Relational DatabasesΒΆ

This document may be considered with distributed-systems.

# TODO: In addition to the ACID section below, review BASE(basically available, soft state, eventually consistent). BASE is typically used where ACID does not scale

~~Database Shit~~ -Research shows that the four common sources of overhead in database management systems are: logging (19%), latching (19%), locking (17%), B-tree and buffer management operations (35%) ((Locks protect data during transactions. Another process, latching, controls access to physical pages. Latches are very lightweight, short-term synchronization objects protecting actions that do not need to be locked for the life of a transaction.))

::ACID:: ACID (Atomicity, Consistency, Isolation, Durability) is a set of properties that guarantee that database transactions are processed reliably. -Atomicity requires that each transaction is “all or nothing”: if one part of the transaction fails, the entire transaction fails, and the database state is left unchanged -The consistency property ensures that any transaction will bring the database from one valid state to another. -The isolation property ensures that the concurrent execution of transactions results in a system state that would be obtained if transactions were executed serially, i.e. one after the other. Providing isolation is the main goal of concurrency control. Depending on concurrency control method, the effects of an incomplete transaction might not even be visible to another transaction -Durability means that once a transaction has been committed, it will remain so, even in the event of power loss, crashes, or errors. Transactions/other shit are usually kept in some sort of non volatile memory (eg: mysql-log on disk)

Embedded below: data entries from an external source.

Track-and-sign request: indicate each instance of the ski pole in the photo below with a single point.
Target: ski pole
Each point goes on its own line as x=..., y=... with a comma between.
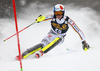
x=19, y=31
x=15, y=16
x=39, y=19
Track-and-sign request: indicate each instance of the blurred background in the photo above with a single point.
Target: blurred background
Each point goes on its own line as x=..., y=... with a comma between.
x=6, y=8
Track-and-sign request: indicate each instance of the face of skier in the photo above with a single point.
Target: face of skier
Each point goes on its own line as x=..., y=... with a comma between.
x=59, y=14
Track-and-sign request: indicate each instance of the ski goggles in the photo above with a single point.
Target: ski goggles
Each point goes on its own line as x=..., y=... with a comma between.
x=58, y=13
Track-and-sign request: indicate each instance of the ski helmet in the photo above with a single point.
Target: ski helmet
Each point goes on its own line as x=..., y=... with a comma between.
x=59, y=7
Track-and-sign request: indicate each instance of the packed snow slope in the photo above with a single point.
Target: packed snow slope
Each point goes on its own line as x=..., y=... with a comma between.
x=58, y=59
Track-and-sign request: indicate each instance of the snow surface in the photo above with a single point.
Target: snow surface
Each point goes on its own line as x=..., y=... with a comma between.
x=58, y=59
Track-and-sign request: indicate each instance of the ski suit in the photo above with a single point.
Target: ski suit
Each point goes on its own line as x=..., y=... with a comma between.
x=56, y=34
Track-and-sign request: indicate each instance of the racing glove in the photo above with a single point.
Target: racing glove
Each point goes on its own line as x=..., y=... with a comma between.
x=40, y=18
x=85, y=45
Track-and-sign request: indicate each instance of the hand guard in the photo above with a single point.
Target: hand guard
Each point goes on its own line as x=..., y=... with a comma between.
x=85, y=46
x=40, y=18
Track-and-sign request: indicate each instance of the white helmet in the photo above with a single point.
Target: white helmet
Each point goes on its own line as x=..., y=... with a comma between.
x=59, y=7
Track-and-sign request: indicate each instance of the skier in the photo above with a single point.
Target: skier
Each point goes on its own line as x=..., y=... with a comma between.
x=60, y=25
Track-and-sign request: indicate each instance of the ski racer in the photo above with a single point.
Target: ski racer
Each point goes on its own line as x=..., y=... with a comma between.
x=60, y=25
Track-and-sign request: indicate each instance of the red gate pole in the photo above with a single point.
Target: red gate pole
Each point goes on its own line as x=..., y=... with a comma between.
x=15, y=16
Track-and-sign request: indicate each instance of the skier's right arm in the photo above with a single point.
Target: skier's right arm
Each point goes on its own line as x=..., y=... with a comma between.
x=43, y=18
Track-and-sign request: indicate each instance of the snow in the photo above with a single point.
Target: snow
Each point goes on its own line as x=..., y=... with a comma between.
x=58, y=59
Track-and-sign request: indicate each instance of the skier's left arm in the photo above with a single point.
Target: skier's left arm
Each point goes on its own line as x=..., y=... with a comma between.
x=80, y=33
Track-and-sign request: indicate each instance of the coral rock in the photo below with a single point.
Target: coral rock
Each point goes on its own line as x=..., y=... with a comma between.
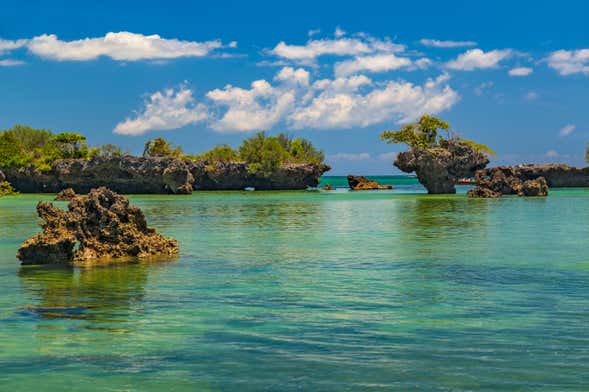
x=66, y=195
x=438, y=168
x=102, y=225
x=361, y=183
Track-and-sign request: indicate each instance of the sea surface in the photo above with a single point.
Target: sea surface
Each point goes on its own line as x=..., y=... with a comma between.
x=318, y=291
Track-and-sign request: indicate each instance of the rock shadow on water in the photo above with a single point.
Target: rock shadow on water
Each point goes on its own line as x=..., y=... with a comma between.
x=106, y=297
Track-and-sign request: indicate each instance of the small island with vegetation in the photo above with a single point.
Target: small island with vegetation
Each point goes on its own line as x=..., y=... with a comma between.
x=40, y=161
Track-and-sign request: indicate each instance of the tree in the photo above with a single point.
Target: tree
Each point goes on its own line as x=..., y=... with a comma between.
x=159, y=147
x=11, y=151
x=109, y=150
x=263, y=154
x=67, y=145
x=426, y=133
x=220, y=153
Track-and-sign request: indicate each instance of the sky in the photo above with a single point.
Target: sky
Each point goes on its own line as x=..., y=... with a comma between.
x=512, y=75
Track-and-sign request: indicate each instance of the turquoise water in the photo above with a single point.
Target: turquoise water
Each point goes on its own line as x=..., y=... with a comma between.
x=317, y=291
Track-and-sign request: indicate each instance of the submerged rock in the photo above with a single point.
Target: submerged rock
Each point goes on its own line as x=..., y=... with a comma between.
x=66, y=195
x=438, y=168
x=361, y=183
x=100, y=226
x=505, y=180
x=537, y=187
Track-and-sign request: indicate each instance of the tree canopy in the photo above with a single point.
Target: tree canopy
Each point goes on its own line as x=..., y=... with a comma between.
x=427, y=132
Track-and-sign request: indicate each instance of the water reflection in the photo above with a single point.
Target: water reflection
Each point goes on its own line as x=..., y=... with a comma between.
x=106, y=296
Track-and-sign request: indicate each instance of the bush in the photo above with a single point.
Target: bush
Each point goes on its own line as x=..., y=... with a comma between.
x=426, y=133
x=160, y=147
x=6, y=189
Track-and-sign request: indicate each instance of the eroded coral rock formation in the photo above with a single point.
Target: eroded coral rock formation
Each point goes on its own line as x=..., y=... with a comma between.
x=67, y=194
x=361, y=183
x=132, y=175
x=505, y=180
x=438, y=168
x=100, y=226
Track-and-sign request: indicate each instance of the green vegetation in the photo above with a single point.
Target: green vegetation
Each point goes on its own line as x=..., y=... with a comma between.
x=426, y=133
x=160, y=147
x=6, y=189
x=264, y=154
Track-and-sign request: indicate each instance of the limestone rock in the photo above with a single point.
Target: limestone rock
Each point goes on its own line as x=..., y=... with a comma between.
x=66, y=195
x=438, y=168
x=102, y=225
x=506, y=180
x=361, y=183
x=537, y=187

::MapReduce:: So, MapReduce does what it says in its name. First, it Maps data. What this means is that the master node takes input, divides it into smaller sub problems, and then distributes them to worker nodes. The node may reduce the information in those files to key/value pairs, or just into common queues (such as sorting students by first name into queues, one queue for each name) (filtering and sorting). It may also remove duplicates or only keep the highest value for keys that are the same, or divide the problem into smaller sub problems, or whatever else. Many Map jobs are run at the same time on different files. After the Map jobs are done, the results are all passed to a Reduce job. This reduce job combines all the results together and performs some sort of user-inputted operation/summary on the information (such as counting the number of students in each queue, yielding name frequencies, or combining all unique keys and displaying the highest value)

This is faster than just having a single task go through all the data serially, and also requires a ton less memory and compute resources assigned to just a single process. In essence, it is a method to allow huge data sets to be processed in a distributed fashion.

::NoSQL:

-Good for people who require a distributed system that can span datacenters while handling failure scenarios, who are not worried about the extreme consistency rules a relational DB may implement. NoSQL systems, because they have focussed on scale, tend to exploit partitions, tend not use heavy strict consistency protocols, and so are well positioned to operate in distributed scenarios.

-Massive write performance :: At 80 MB/s it takes a day to store 7TB so writes need to be distributed over a cluster, which implies key-value access, MapReduce, replication, fault tolerance, consistency issues, and all the rest. For faster writes in-memory systems can be used

-Fast key/value store access :: Why is key/value store fast? Pass a key to a hashing algorithm, and you get the same “location” output every time of where the value is stored. You end up not having to search for the value.

-flexible schema/datatypes(eg: JSON), no SPOF

-Programmer ease of use :: Programmers want to work with keys, values, JSON, Javascript stored procedures, HTTP, and so on. End users typically want to work on data using SQL, but this preference should not permeate throughout all datastore decisions.

-Use the right data model for the right problem :: Different data models are used to solve different problems. Much effort has been put into, for example, wedging graph operations into a relational model, but it doesn’t work. Isn’t it better to solve a graph problem in a graph database? We are now seeing a general strategy of trying find the best fit between a problem and solution.

-Availability vs Consistency vs Failure Handling :: Relational databases pick strong consistency which means they can’t tolerate a partition failure. In the end this is a business decision and should be decided on a case by case basis. Does your app even care about consistency? Are a few drops OK? Does your app need strong or weak consistency? Is availability more important or is consistency? Will being down be more costly than being wrong?